War Children
Page 8
‘I’ll leave you alone.’
‘You’ll leave my friends alone too.’
‘I’ll … I’ll leave your friends alone.’
‘You and your men will stay away from the election meeting tomorrow. And you’ll stay out of Irishtown. If you show your face there even once before election day, we’ll blow it off of you. And the same goes for any other peeler in this town. Do you hear me, Phil Murphy?’
‘I do, Tom, I do.’
Phil Murphy had suddenly realised that he wasn’t going to die. His voice bubbled with gratitude. He reached out his two big hands and grabbed one of Tom Farrell’s. He bent his wet face and, in an act that disgusted me to my stomach, he kissed it.
‘God bless you, Tom!’ Phil Murphy said. ‘God Bless you! May his own blessed Mother look down on you. And thank you, son. Thank you!’
Beside me my Irishtown friends were still sniggering, but they mightn’t have existed at all for all the notice that Phil Murphy took of them.

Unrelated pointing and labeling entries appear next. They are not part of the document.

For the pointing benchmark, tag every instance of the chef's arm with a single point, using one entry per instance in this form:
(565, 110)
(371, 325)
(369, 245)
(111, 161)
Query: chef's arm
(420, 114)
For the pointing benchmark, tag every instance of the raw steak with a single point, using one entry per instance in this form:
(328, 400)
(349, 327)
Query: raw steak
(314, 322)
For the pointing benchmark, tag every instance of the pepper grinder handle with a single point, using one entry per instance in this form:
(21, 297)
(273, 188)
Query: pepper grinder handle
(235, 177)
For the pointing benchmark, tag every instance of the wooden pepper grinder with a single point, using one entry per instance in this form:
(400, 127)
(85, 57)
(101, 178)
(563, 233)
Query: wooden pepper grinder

Jamesy uncocked and put up his revolver, but didn’t yet put it back inside his coat.
‘Get up, now,’ he said almost gently to Phil Murphy. ‘Get up, and turn around, and go away. Stay clear of us, and tell your men to do the same. If you do that, then maybe – just maybe – we won’t kill you. Do anything else and you’re a dead man. Do you understand?’

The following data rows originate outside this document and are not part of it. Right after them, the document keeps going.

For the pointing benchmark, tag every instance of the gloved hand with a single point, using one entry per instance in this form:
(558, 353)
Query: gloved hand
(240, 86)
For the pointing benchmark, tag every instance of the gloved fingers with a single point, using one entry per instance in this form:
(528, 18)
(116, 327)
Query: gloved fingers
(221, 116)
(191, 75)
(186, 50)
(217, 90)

Phil Murphy got to his feet, grovelling. In the space of a couple of minutes he seemed to have aged by twenty years. When he stood up he still towered over all three of them, but even so he seemed smaller than any of them. Even a little gun, I suppose, is bigger than any man; and Jamesy’s gun wasn’t little.
‘I do, sir,’ Phil Murphy said. ‘I understand you, and I’ll do everything just as you say.’
I had never heard him sound so keen to please.
‘That’s my boy,’ Jamesy said. His breezy manner had hardly changed during the entire interlude.
Phil Murphy looked as though he were about to say something else, but he didn’t. He just turned around and walked back the way he had come. At first he walked with slumped shoulders, but as he went he straightened up, and his step brightened, and by the time he disappeared around the corner he was striding purposefully along. He strode, though, without his helmet, which still lay in the roadway where it had fallen. It was a thing unknown for a police sergeant to be seen in public without his helmet; it was sure to be noticed.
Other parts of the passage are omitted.